With many policy issues the task for governments is to resolve conflicting rights. A bit like the right to smoke versus the right to clean air. The one right here is the right of the employer to employ. The other is the right to strike. If an employer can replace striking workers there is a clear negation of the right to strike for all but those with scarce and non-replaceable skills. This falls foul of basic labour standards.

So where is the line drawn? It is fairly easy to draw one line. Employers should not be able to compel other workers to do the work of striking workers. That would be forced labour and utterly contrary to the development of harmonious workplace relationships. Workers who volunteer to do other jobs should not be precluded from doing so. Demarcating work within workplaces is not consistent with the flexibility requirements of modern production practice, yet would be a precondition for any restrictions on voluntary internal work transfer.
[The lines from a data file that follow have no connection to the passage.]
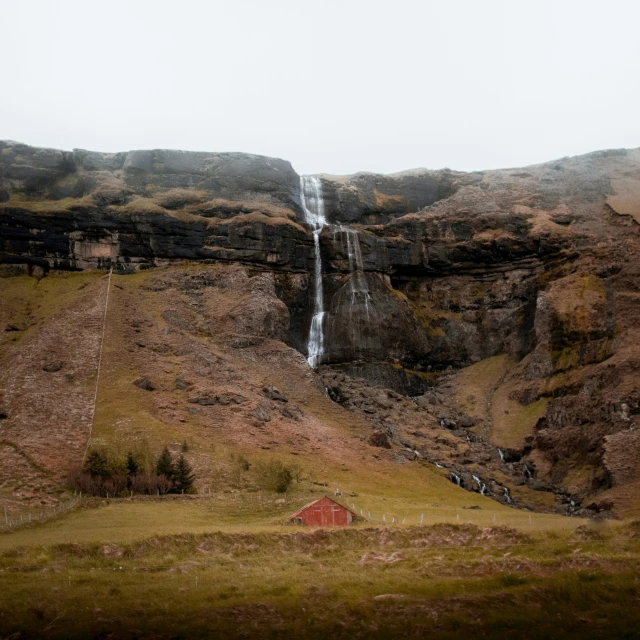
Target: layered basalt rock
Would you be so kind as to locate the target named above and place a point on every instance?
(453, 268)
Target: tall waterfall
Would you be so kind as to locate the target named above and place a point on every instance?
(313, 209)
(358, 281)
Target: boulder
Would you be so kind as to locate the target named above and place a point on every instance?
(261, 413)
(380, 438)
(53, 367)
(144, 383)
(274, 394)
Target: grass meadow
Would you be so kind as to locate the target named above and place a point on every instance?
(230, 565)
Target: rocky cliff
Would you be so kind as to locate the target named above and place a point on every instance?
(508, 297)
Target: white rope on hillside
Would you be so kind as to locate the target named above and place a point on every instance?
(95, 395)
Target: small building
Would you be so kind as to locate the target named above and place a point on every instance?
(324, 513)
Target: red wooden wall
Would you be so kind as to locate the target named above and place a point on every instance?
(325, 513)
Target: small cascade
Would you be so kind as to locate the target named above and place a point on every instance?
(313, 209)
(481, 485)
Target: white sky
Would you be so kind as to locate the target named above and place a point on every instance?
(334, 86)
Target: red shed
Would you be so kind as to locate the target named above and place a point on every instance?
(324, 513)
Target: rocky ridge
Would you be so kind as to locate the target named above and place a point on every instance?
(538, 265)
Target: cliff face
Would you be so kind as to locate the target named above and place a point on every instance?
(426, 276)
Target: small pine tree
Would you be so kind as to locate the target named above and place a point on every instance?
(165, 464)
(132, 465)
(97, 465)
(183, 476)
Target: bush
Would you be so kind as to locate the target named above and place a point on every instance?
(108, 474)
(273, 476)
(165, 464)
(183, 476)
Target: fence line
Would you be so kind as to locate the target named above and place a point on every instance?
(10, 522)
(95, 395)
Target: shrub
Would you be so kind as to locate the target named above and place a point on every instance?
(183, 476)
(273, 475)
(164, 467)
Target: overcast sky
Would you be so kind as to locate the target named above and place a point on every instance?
(332, 86)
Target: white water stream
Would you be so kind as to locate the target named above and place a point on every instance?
(313, 208)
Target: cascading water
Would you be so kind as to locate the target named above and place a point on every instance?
(481, 485)
(313, 209)
(358, 281)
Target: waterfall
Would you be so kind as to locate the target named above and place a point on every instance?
(358, 281)
(481, 485)
(313, 209)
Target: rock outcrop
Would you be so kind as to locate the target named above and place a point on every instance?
(425, 273)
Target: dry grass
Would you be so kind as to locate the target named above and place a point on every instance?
(447, 581)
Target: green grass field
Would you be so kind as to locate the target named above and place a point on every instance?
(230, 566)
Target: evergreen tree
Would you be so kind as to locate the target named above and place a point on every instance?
(97, 465)
(183, 476)
(165, 464)
(132, 465)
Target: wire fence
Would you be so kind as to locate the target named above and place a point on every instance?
(11, 520)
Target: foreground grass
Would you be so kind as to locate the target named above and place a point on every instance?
(123, 521)
(438, 581)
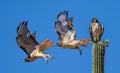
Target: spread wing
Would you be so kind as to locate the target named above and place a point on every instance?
(63, 25)
(45, 45)
(24, 39)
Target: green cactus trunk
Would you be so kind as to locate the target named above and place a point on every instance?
(98, 54)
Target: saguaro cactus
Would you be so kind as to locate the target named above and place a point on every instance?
(98, 54)
(98, 51)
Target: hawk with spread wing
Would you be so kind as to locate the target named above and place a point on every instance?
(28, 43)
(96, 30)
(66, 33)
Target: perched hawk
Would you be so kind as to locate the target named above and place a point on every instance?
(66, 33)
(28, 43)
(96, 30)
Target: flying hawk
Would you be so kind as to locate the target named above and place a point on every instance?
(66, 33)
(28, 43)
(96, 30)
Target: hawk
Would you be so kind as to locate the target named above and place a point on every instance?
(28, 43)
(96, 30)
(66, 33)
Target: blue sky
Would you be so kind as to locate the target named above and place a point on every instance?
(41, 15)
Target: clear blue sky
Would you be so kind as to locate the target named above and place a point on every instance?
(41, 15)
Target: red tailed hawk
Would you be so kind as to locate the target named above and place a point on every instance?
(96, 30)
(66, 33)
(28, 43)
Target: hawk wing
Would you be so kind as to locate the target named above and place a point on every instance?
(45, 44)
(25, 39)
(63, 25)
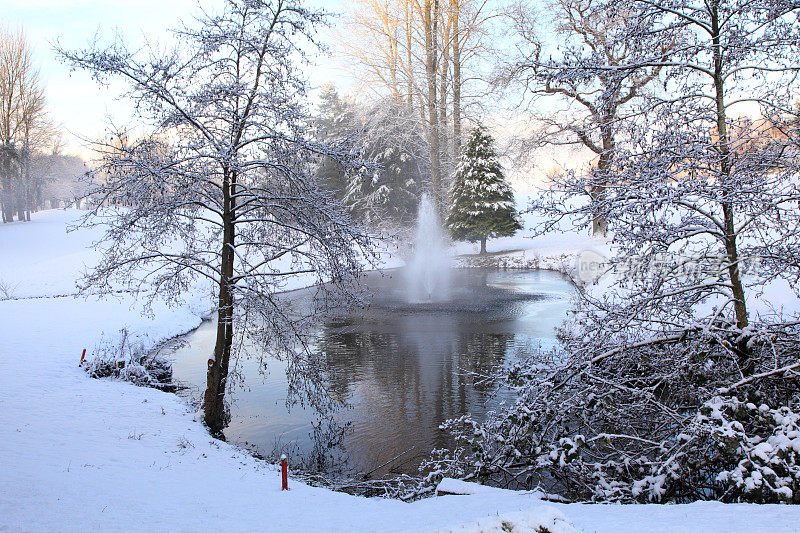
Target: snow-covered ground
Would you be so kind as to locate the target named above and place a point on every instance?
(78, 453)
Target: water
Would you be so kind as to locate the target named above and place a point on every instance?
(402, 368)
(428, 272)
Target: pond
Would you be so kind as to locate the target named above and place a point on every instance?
(401, 368)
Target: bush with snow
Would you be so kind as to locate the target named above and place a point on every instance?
(134, 359)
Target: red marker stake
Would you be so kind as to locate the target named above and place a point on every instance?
(284, 473)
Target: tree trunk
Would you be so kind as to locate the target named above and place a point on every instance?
(746, 364)
(431, 16)
(215, 414)
(598, 192)
(456, 81)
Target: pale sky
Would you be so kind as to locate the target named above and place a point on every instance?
(75, 101)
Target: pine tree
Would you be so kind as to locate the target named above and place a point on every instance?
(482, 202)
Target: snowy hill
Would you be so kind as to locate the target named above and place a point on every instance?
(79, 454)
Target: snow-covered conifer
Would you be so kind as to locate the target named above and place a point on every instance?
(221, 185)
(482, 201)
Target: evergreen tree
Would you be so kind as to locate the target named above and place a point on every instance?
(482, 202)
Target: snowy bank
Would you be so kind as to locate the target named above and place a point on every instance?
(78, 453)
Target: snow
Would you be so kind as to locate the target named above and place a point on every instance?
(78, 453)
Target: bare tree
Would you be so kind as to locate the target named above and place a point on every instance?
(222, 188)
(588, 71)
(419, 51)
(23, 124)
(669, 385)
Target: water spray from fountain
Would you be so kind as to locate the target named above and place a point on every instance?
(428, 271)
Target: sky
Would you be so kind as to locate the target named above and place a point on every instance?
(75, 101)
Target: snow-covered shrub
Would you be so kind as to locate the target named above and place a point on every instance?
(647, 424)
(132, 358)
(762, 443)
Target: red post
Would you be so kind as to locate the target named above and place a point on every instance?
(284, 473)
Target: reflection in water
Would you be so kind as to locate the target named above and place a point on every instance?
(402, 369)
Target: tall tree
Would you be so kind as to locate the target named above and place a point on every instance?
(419, 52)
(589, 70)
(23, 125)
(223, 189)
(669, 386)
(482, 202)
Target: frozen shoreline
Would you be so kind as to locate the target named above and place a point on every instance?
(78, 453)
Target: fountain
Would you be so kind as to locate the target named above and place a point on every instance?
(428, 271)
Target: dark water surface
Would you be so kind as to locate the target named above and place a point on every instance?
(401, 368)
The grey area is external recruitment to replace striking workers. As ever, a mix of principle and practicality is needed.
In principle, the right to strike must be a real right. In practice, health and safety and public interest criteria have to modify that right in special, not general circumstances.

Directors’ liability.

The final lightning rod issue is directors’ liability. Funnily enough, the provisions in the ERB were imported from similar provisions in the Health and Safety in Employment Act introduced by the National government without an eyelash, let alone an eyebrow, being raised.

The purpose is not to impose new liabilities on directors or managers. It is to prevent limited liability being used as a device under which the industrial relations equivalent of fraud is perpetrated. There have been instances of unscrupulous employers setting up sweat shops, paying less than the minimum wage, disregarding the Holidays Act and then escaping the clutches of the Labour Inspector via insolvency.

The intention of the legislation was to allow Labour inspectors to enforce the Minimum Wage and Holidays Acts when directors or managers set out to deliberately break the law. The legislation will be amended to make it clear that the target is the extortionist felon. Bone fide directors of companies have nothing to fear and will not be affected.

There are other matters of detail that have been raised about the ERB, and I do not have the time to go into them today.

I would generalise as follows.

Where a particular matter relates to the principles on which the Bill is founded, the principle will continue to be adhered to.

Where the problem lies in the clarity with which the provision is expressed, the complexity surrounding it, or the compliance problems associated with it, attempts will be made to avoid confusion, to simplify and to reduce compliance cost.

Thank you for inviting me to speak to you today. I hope that this presentation has highlighted two things. One, the government has listened to the concerns of the business community over the ERB, and will be responding to them through the Select Committee process. Two, it has been prepared to move within the parameters of the basic policies that had been espoused, but the core policies have been maintained.

At the end of the day, we will have legislation that will give us more comfort within the international community of civilised nations. I am sure that must be good for business!